Let $S$ be a $d$-dimensional separoid of $(k-1)(d+1)+1$ convex sets in some "large-dimensional" Euclidean space $\E^N$. We prove a theorem that can be interpreted as follows: if the separoid $S$ can be mapped with a monomorphism to a $d$-dimensional separoid of points $P$ in general position, then there exists a $k$-colouring $\varsigma\colon \ S\to K_k$ such that, for each pair of colours $i,j\in K_k$, the convex hulls of their preimages do intersect---they are not separated. Here, by a monomorphism we mean an injective function such that the preimage of separated sets are separated.
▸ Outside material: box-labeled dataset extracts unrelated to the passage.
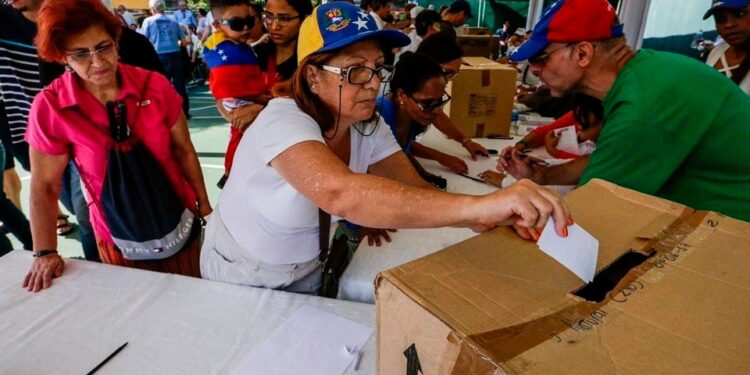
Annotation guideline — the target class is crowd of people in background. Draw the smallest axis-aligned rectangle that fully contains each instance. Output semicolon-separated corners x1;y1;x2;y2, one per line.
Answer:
0;0;750;293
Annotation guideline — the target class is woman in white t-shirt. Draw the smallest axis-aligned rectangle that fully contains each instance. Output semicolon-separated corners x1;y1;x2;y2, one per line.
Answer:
703;0;750;95
201;2;569;293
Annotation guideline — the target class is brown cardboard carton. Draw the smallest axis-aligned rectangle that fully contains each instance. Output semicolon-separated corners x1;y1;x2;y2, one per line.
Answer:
457;35;500;58
445;57;518;137
464;26;490;35
376;180;750;375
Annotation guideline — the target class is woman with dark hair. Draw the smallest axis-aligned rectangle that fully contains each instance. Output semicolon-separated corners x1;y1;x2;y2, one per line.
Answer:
408;29;489;162
24;0;211;292
201;2;569;293
703;0;750;95
515;93;604;159
377;52;468;184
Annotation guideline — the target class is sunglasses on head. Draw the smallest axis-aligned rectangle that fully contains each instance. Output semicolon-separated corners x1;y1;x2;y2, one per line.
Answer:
443;69;458;81
529;43;574;64
216;16;255;32
409;92;451;113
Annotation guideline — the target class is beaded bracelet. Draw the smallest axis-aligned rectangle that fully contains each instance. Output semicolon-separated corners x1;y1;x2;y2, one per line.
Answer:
34;250;57;258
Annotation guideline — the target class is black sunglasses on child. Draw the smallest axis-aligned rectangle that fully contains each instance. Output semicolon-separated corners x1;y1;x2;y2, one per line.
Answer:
216;16;255;32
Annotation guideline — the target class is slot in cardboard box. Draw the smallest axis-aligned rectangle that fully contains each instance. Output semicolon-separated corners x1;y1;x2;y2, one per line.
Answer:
464;26;490;35
376;180;750;375
457;35;500;58
445;57;518;137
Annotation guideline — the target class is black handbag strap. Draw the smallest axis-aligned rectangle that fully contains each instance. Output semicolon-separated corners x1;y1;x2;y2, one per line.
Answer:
318;208;331;263
70;71;154;217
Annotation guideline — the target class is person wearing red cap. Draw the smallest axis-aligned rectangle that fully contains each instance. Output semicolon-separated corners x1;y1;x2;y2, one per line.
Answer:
442;0;471;35
703;0;750;95
498;0;750;220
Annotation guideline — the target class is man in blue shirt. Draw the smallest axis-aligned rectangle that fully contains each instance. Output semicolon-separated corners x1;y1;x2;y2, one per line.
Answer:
172;0;198;27
141;0;190;118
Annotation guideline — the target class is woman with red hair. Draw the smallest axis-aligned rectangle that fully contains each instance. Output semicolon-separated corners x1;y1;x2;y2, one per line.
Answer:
24;0;211;292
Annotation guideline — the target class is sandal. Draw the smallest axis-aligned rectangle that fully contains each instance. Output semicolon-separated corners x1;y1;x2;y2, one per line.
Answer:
57;215;76;236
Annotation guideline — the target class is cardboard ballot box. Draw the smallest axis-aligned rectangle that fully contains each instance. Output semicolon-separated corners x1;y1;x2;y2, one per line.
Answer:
456;34;500;58
445;57;518;137
376;180;750;375
464;26;491;35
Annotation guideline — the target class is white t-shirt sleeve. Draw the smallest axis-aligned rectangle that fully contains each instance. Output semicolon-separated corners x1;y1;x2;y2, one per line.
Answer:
369;117;401;165
246;99;325;164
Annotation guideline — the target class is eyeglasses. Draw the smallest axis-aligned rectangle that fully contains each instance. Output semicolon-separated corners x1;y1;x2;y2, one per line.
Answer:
263;12;302;27
320;65;393;85
409;92;451;113
529;43;573;64
66;43;115;64
443;69;458;81
714;7;747;23
216;16;255;33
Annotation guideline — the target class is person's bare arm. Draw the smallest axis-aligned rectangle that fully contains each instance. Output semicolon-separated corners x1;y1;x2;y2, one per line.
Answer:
497;146;590;185
411;142;469;174
270;141;569;235
170;114;212;218
368;151;434;189
23;148;69;292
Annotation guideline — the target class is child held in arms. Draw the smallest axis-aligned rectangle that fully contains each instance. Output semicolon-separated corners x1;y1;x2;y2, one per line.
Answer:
203;0;270;187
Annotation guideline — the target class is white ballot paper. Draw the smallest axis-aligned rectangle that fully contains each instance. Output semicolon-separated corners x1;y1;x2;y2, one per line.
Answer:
555;125;581;155
537;218;599;283
233;306;374;375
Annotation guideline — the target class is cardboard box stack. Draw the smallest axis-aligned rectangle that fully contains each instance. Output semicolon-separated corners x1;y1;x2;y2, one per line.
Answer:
376;180;750;375
445;57;518;137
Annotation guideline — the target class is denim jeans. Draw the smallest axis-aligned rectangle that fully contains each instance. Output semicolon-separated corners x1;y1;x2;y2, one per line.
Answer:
159;52;190;116
0;143;33;256
60;161;101;262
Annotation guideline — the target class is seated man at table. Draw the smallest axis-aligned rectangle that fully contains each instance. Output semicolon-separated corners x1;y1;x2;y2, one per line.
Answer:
498;0;750;220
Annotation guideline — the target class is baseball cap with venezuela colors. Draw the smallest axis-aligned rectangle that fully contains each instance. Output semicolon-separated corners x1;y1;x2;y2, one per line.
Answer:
297;1;411;63
510;0;623;61
703;0;750;20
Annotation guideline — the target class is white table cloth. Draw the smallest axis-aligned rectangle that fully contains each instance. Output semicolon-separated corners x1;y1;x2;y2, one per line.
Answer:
0;251;375;375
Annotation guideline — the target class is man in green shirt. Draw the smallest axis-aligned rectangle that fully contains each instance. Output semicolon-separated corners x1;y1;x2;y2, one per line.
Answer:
499;0;750;221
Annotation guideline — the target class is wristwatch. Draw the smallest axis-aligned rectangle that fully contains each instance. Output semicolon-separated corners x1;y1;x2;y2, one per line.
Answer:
34;250;57;258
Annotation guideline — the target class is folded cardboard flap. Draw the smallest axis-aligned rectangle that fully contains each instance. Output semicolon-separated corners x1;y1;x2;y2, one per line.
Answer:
444;56;518;137
377;180;750;374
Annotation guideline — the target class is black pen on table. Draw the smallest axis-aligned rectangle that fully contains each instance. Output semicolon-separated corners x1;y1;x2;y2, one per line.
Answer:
86;341;128;375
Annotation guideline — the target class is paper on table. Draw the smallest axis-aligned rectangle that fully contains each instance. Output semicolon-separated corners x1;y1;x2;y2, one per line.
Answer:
233;306;373;375
555;125;581;155
537;219;599;283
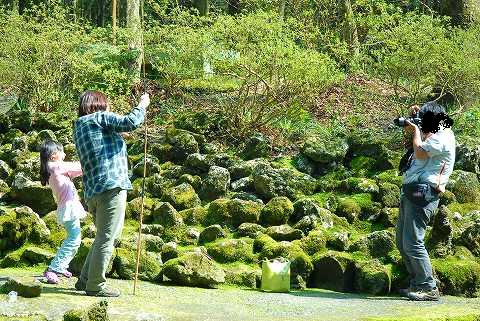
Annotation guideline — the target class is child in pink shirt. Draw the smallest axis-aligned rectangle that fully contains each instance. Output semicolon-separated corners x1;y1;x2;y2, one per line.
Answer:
40;141;86;284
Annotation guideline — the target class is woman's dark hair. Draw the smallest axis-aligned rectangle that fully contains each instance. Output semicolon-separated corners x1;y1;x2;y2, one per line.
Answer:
40;140;63;186
419;101;453;133
78;90;108;117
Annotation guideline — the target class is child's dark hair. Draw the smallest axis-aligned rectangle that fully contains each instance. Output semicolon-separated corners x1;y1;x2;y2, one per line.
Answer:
40;140;63;186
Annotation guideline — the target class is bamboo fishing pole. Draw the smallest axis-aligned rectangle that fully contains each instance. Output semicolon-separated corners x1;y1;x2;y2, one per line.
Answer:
133;1;148;295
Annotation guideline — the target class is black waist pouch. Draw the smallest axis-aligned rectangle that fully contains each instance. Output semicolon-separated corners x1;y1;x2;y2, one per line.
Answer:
402;183;439;207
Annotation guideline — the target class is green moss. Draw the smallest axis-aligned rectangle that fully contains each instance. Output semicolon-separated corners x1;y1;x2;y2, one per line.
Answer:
447;203;480;215
206;238;255;263
432;257;480;297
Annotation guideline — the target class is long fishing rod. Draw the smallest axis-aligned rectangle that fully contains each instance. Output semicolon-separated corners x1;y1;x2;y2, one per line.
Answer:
133;1;148;295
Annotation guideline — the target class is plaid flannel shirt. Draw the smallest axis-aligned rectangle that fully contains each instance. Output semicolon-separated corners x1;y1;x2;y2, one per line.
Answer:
73;104;145;200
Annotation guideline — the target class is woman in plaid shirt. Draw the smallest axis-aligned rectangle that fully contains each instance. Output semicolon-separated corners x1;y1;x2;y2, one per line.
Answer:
74;91;150;297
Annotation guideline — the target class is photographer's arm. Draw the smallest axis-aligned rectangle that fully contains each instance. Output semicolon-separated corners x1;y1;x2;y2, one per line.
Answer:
405;120;431;160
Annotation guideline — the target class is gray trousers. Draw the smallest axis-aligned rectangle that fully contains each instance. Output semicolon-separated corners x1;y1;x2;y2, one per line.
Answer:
79;188;127;292
396;193;439;291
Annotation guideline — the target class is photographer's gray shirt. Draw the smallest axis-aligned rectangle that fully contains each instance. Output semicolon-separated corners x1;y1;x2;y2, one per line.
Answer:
403;128;456;190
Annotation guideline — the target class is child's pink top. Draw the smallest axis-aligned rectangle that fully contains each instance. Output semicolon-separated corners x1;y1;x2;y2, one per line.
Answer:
48;161;86;224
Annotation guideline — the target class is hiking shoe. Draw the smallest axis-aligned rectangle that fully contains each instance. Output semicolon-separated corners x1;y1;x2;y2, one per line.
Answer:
86;288;120;298
43;270;59;284
407;288;440;301
75;279;87;291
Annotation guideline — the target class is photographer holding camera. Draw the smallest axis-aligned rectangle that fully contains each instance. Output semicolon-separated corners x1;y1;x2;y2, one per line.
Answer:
395;102;455;301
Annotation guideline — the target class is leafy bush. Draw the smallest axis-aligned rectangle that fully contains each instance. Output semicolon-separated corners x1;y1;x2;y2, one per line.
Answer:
209;13;343;138
0;7;139;111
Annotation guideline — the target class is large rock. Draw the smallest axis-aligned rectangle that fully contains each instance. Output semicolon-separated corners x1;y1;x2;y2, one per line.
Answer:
200;166;230;200
354;260;392;295
228;199;263;227
260;196;293;226
310;251;355;292
207;239;254;263
461;222;480;256
350;230;395;258
252;163;317;200
302;136;348;165
113;248;162;281
0;277;43;298
164;183;201;211
9;173;57;215
447;170;480;203
63;300;110;321
0;206;50;253
198;224;227;244
455;137;480;175
162;252;225;288
266;224;304;241
152;202;183;227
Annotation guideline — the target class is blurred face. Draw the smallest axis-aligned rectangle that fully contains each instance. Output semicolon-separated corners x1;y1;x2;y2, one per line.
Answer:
50;151;65;161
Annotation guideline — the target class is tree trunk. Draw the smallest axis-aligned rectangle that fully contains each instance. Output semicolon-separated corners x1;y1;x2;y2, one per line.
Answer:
127;0;143;82
343;0;360;58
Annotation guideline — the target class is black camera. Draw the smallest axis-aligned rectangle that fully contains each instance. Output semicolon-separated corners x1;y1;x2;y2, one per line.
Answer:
393;113;422;127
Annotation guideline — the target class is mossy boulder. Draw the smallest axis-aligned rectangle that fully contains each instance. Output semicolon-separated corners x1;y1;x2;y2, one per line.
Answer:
354;259;392;295
162;252;225;288
265;224;304;241
200;166;230;201
335;198;362;223
185;153;213;173
378;183;400;207
205;198;231;225
237;223;266;238
0;206;50;253
125;197;159;223
223;264;261;289
242;133;271;159
300;230;327;256
178;206;207;225
228;199;263;227
302;136;348;165
447;170;480;203
0;277;43;298
63;300;110;321
113;248;162;281
309;251;355;292
132;154;161;177
339;177;379;193
142;224;165;237
206;239;254;263
260;196;293;226
461;222;480;256
452;136;480;174
198;224;227;244
152;202;183;228
349;230;395;258
164;183;201;211
432;256;480;297
8;173;57;215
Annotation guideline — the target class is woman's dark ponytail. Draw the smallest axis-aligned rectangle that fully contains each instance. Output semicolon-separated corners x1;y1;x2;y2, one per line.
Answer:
40;140;63;186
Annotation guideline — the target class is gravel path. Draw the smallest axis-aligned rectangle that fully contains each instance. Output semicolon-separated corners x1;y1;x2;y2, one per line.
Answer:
0;269;480;321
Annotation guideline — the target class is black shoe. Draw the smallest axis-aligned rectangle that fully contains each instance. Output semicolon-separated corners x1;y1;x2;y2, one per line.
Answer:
407;288;440;301
75;279;87;291
86;288;120;298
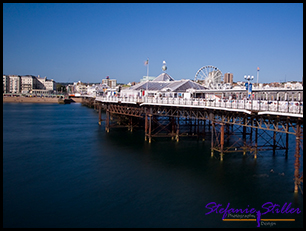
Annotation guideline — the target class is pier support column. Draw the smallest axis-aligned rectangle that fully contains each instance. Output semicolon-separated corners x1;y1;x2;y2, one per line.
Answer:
294;124;301;193
220;123;224;161
202;119;206;141
254;127;258;159
242;118;247;155
145;109;148;141
285;122;289;159
98;103;102;125
273;131;276;156
210;122;215;157
171;117;175;140
105;106;110;132
129;117;133;132
175;117;180;142
149;114;152;144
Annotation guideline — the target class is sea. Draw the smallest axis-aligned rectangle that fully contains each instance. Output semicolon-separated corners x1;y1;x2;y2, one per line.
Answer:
3;103;303;228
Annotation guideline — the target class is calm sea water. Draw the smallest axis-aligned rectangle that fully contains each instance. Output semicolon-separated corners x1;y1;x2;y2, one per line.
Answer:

In a sense, this result is "dual" to the Hadwiger-type theorems proved by Goodman and Pollack (1988) and Arocha et al. (2002). We also introduce $\T(k,d)$, the minimum number $n$ such that all $d$-dimensional separoids of order at least $n$ can be $k$-coloured as before. By means of examples and explicit colourings, we show that for all $k>2$ and $d>0$, \[(k-1)(d+1)+1<\T(k,d)<{k\choose2}(d+1)+1.\] Furthermore, by means of a probabilistic argument, we show that for each $d$ there exists a constant $C=C(d)$ such that for all $k$, $\T(k,d)\leq Ck\log k$.